If last week was all about Mars, this week is all about the ocean.
The top story is a new Ocean Health Index. An international team of scientists (including Scott Doney of Woods Hole Oceanographic Institution .. working on getting him on Living Lab in the next few weeks) evaluated 171 coastal areas around the globe on the grounds of ten human goals - things like fishing opportunities, clean water, food provision, and sense of place. When the task of boiling the immense complexity of ocean ecology down to a single number was complete, the result was .. drumroll, please .. 60 out of a possible 100. We've all been to school and can do the translation. That's barely a passing grade. So plenty of room for improvement.

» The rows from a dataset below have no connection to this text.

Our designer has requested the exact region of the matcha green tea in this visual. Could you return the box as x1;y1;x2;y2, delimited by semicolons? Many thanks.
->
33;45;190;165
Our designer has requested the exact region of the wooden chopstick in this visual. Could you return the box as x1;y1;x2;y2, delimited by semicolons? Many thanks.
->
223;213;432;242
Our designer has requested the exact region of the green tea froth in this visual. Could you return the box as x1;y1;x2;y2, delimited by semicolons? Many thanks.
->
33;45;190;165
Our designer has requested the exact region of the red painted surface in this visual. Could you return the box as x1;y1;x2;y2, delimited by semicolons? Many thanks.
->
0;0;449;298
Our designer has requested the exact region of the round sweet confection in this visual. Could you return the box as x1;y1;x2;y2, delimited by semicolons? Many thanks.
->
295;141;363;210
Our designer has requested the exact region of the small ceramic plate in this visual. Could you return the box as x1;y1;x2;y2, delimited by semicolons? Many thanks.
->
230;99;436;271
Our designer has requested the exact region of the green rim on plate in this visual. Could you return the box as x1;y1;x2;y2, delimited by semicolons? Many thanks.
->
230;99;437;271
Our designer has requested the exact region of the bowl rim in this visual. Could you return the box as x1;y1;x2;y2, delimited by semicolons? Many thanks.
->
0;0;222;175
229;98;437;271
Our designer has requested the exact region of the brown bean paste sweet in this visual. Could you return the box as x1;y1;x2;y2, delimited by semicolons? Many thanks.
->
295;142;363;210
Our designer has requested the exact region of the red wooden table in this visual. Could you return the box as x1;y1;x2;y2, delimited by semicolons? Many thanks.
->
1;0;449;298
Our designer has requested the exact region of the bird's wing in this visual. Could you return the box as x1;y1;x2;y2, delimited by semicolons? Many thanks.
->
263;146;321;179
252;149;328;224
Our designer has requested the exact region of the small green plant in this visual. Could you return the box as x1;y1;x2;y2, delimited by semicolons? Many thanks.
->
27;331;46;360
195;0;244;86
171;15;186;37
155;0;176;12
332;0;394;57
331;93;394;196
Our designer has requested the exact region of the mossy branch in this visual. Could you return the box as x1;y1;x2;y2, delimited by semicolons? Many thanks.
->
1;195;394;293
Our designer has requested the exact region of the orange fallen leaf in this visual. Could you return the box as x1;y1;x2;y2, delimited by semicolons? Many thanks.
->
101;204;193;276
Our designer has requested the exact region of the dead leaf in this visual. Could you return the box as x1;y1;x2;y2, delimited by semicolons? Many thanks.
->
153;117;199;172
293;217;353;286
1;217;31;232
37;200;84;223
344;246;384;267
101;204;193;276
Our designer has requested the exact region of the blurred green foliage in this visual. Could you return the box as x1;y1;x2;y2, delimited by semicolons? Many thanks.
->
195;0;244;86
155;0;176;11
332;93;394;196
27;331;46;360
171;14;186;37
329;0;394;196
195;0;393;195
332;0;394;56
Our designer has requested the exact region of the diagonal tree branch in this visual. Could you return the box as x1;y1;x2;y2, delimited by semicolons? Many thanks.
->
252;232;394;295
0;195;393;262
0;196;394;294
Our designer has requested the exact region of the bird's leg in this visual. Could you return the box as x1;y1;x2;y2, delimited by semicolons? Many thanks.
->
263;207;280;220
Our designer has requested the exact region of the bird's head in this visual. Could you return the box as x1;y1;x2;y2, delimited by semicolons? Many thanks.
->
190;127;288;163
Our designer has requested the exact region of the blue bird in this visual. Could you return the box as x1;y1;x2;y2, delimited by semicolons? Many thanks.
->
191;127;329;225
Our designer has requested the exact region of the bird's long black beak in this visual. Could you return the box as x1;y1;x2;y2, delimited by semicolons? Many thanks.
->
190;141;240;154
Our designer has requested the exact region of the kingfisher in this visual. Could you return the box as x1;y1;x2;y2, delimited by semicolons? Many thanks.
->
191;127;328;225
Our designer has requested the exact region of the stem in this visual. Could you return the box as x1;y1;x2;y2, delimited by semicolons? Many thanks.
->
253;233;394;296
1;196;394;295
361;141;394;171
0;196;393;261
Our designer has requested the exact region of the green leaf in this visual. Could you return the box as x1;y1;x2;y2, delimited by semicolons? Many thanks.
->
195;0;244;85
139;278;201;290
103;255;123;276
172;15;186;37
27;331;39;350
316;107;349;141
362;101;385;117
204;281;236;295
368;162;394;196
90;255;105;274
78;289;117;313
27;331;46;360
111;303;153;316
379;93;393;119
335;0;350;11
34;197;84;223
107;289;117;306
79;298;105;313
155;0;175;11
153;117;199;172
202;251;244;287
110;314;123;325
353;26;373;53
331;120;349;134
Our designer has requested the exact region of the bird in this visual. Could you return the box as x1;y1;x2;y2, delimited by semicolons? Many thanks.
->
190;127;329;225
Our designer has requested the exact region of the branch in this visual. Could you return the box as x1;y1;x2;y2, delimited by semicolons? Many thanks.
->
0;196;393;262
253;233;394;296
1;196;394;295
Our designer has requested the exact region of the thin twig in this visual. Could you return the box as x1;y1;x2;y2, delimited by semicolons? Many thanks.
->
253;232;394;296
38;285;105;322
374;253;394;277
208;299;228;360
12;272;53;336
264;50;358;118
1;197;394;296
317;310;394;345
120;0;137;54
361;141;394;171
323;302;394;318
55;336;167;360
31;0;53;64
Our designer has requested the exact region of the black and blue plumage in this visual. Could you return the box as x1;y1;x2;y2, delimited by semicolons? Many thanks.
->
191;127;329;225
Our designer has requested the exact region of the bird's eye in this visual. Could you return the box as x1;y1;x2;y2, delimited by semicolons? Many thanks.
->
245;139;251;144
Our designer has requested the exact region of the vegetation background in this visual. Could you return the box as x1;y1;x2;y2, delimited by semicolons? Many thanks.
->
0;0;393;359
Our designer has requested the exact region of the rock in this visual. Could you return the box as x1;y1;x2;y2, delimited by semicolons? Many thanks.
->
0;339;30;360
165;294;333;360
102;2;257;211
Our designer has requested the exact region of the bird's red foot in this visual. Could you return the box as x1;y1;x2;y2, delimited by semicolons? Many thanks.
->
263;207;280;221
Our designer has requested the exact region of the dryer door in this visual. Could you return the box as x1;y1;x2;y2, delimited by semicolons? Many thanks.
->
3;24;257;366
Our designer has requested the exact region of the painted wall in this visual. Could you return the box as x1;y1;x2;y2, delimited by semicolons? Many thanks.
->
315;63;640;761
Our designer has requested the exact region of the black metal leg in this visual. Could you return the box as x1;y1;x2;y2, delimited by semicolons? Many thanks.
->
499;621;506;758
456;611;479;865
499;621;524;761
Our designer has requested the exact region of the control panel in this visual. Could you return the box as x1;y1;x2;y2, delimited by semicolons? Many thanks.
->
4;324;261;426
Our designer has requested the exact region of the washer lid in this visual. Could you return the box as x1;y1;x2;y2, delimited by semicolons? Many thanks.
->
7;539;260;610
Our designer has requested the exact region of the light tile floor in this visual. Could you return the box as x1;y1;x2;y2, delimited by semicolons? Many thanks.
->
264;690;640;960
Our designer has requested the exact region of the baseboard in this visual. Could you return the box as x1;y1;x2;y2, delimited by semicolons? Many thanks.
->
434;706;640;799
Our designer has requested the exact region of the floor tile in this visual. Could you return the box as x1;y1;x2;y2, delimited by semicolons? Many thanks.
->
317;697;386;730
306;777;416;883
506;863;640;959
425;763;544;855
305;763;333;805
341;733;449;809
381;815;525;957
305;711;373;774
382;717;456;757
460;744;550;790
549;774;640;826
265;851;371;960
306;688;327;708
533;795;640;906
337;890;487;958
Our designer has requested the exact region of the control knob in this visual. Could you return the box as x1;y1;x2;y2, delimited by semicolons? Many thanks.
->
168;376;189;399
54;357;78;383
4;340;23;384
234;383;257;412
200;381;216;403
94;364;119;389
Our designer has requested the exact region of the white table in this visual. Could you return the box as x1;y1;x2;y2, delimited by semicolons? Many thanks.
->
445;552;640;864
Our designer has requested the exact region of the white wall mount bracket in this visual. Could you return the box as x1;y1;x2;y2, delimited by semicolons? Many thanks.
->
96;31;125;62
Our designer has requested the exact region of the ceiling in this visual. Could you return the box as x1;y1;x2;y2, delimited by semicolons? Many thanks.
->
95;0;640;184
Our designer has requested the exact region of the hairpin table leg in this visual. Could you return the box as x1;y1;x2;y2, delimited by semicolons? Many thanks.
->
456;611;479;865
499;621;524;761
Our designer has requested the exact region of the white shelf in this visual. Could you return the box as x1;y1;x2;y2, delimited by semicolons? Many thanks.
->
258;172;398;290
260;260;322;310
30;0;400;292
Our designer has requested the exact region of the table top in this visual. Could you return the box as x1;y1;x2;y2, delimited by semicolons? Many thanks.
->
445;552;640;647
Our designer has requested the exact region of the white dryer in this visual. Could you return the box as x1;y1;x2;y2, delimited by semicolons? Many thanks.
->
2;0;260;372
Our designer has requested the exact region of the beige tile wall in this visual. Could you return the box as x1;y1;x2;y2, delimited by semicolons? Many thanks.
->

Case in point: a (different) study released this week confirmed what many have suspected: that noise from human activities, primarily shipping, is significantly impairing whales' ability to communicate with one another.
While this week was the official release of the Ocean Health Index, Pacific Standard (nee Miller McCune) ran a great series of articles on the need for and making of the Index last year:
In other news, the FAA ruled (again) that Cape Wind's 130 turbines in Nantucket Sound would not pose a threat to aviation, removing the last regulatory hurdle facing the beleaguered project. That wasn't too much of a surprise, but a few other stories raised eyebrows - like the fact that carbon dioxide emissions in U.S. drop to 20-year low or that cod stocks off Newfoundland look stronger than they have in two decades. And while shark sightings off the outer Cape have become almost commonplace, a shark sighted in Cape Cod Bay was "unusual" enough to make headlines.